Egypt Follows Close Behind
Not far behind, Egypt has secured the second position, raising $373 million in 2024, representing 27% of the total African tech startup funding. Combined, Kenya and Egypt account for 58% of the total venture capital flowing into the continent, a notable increase from previous years. This year marks both countries’ highest-ever share of funding, underscoring their growing influence in the African tech ecosystem.
Nigeria’s Decline in Venture Funding
Meanwhile, Nigeria, once a dominant player, has seen a steep decline in venture funding. The West African country managed to attract only $218 million in the first nine months of 2024, representing just 15% of the total funding—down significantly from its average of 35% between 2019 and 2022. This is despite a slight improvement from its 14% share in 2023. Nigeria’s downward trend has raised concerns about its ability to maintain its position among the Big 4 tech ecosystems in Africa.
South Africa’s Underperformance
South Africa has also struggled to maintain its venture funding momentum, attracting only $125 million in 2024, representing a mere 9% of the total funding on the continent. This is the country’s worst performance since 2019 when it accounted for just 6% of total African venture funding. Between 2020 and 2023, South Africa averaged 18% of the continent’s total venture capital, making 2024 a significant underperformance.
Q3 2024: Kenya and Egypt Dominate, Nigeria Falls Behind
In the third quarter of 2024, Kenya and Egypt continued to dominate venture funding. Egypt raised $272 million, accounting for 43% of the total $600 million investment into African tech startups, while Kenya secured $201 million (or 32%). Together, these two countries attracted three-quarters of the total funding in Africa during this period.
In contrast, Nigeria raised just $26 million in Q3, highlighting its underperformance. Notably, even Tanzania attracted more funding than Nigeria, securing $43 million. South Africa and Ghana also outperformed Nigeria, raising $40 million and $35 million, respectively.
The Big 4 Tech Ecosystems and Funding Distribution
Despite the challenges faced by Nigeria and South Africa, Africa’s Big 4 tech ecosystems—Kenya, Egypt, Nigeria, and South Africa—are still responsible for 82% of the total venture funding on the continent in 2024. The remaining 18% is spread across 23 other African markets, with countries like Tanzania, Ghana, Morocco, Uganda, and Rwanda each recording at least one $100k+ deal since the beginning of the year.
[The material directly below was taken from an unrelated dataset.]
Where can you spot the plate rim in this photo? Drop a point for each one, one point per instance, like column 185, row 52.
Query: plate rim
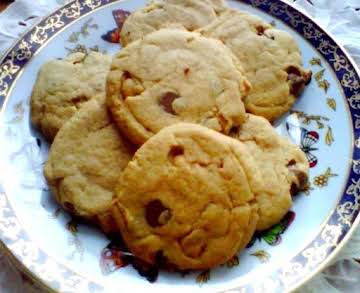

Gender Disparities in African Venture Funding
The gender disparity in African venture funding remains a critical issue. Male-led startups continue to dominate the funding landscape, with $1.4 billion of the total $1.463 billion going to tech startups with male CEOs, representing over 95% of the total funding. In stark contrast, startups with female CEOs received only $63 million, representing less than 5%, a decline from the 5.6% average seen between 2019 and 2023.
Startups founded solely by women received less than 1% of the total funding, a significant drop from the 2.1% average over the past four years. Furthermore, only 9% of the total African venture funding went to founding teams with at least one woman, a sharp decline from the 17% average between 2019 and 2023. This highlights the growing gender inequality in venture capital distribution across the continent.
Conclusion: A Shifting African Tech Landscape
As 2024 progresses, the African tech startup landscape is witnessing significant shifts. Kenya and Egypt have risen to the top, attracting the lion’s share of venture capital, while traditional powerhouses like Nigeria and South Africa have faced setbacks. Gender disparities in funding continue to worsen, with female-led startups struggling to secure investment. With the year still ongoing, it remains to be seen whether these trends will continue or if there will be a resurgence in other markets before year-end.